1- Dans toute entreprise (il me semblerait hypocrite de prétendre le contraire), il y a une tension érotique latente, qui ici remonte à la surface au point de devenir l'une des caluses du contrat d'embauche. C'est ainsi que nous assistons à des réunions un peu spéciales, bien écrites d'ailleurs et efficaces.

2 - L'entreprise en question est spécialisée dans la conception de jeux vidéo, et les employés sont en train de travailler à ce moment-là sur "Les terres d'Ancestor", jeu d'aventure qui se déroule (comme par hasard !) au moment de la Préhistoire (époque où l'Homo sapiens laissait sans contrainte s'exprimer ses instincts les plus primitifs, ne pensait qu'à manger, se battre et se reproduire). Les concepteurs prennent des avatars et jouent afin de tester leur produit, et ils s'en donnent à coeur joie, on peut le dire.

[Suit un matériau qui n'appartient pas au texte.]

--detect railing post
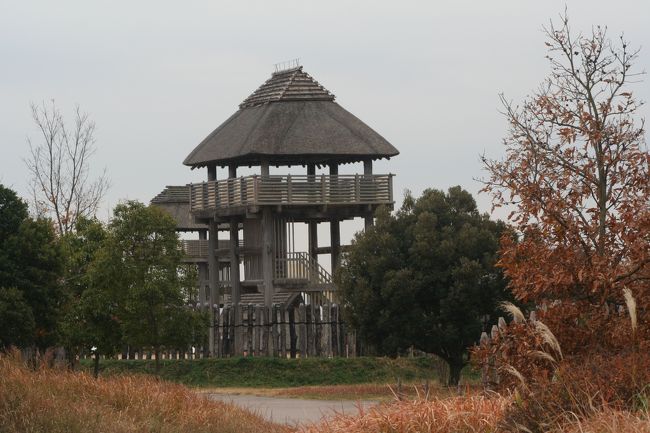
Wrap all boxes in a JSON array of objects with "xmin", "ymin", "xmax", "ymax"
[
  {"xmin": 321, "ymin": 175, "xmax": 326, "ymax": 204},
  {"xmin": 253, "ymin": 175, "xmax": 258, "ymax": 206},
  {"xmin": 388, "ymin": 174, "xmax": 394, "ymax": 203},
  {"xmin": 287, "ymin": 174, "xmax": 292, "ymax": 204},
  {"xmin": 355, "ymin": 174, "xmax": 360, "ymax": 203}
]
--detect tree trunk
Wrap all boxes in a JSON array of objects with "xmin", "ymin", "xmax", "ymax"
[
  {"xmin": 448, "ymin": 361, "xmax": 464, "ymax": 387},
  {"xmin": 67, "ymin": 348, "xmax": 76, "ymax": 371},
  {"xmin": 93, "ymin": 353, "xmax": 100, "ymax": 379}
]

Ces deux arguments narratifs permettent à l'auteur de montrer les personnages dans la société, mais aussi, sous le couvert du jeu, à travers leur nature la plus primitive. Et ce pourrait être finalement le sujet de ce livre : une confrontation entre nature et culture.

Reste le problème de l'un des personnages : Fassin, qui, à force de lâcher la bride à ses instincts, sombre dans la folie. Ce qui nous fait nous poser, entre autres, cette question : la culture (religion, morale, justice, etc) n'est-elle pas nécessaire, en limitant nos instincts qui autrement nous plongeraient dans une débauche insécure ?

La dernière phrase me laisse perplexe : je préfère penser que son interprétation n'est pas fantastique (l'héroïne serait enceinte après son rapport dans le jeu avec Fassin), mais plus réelle.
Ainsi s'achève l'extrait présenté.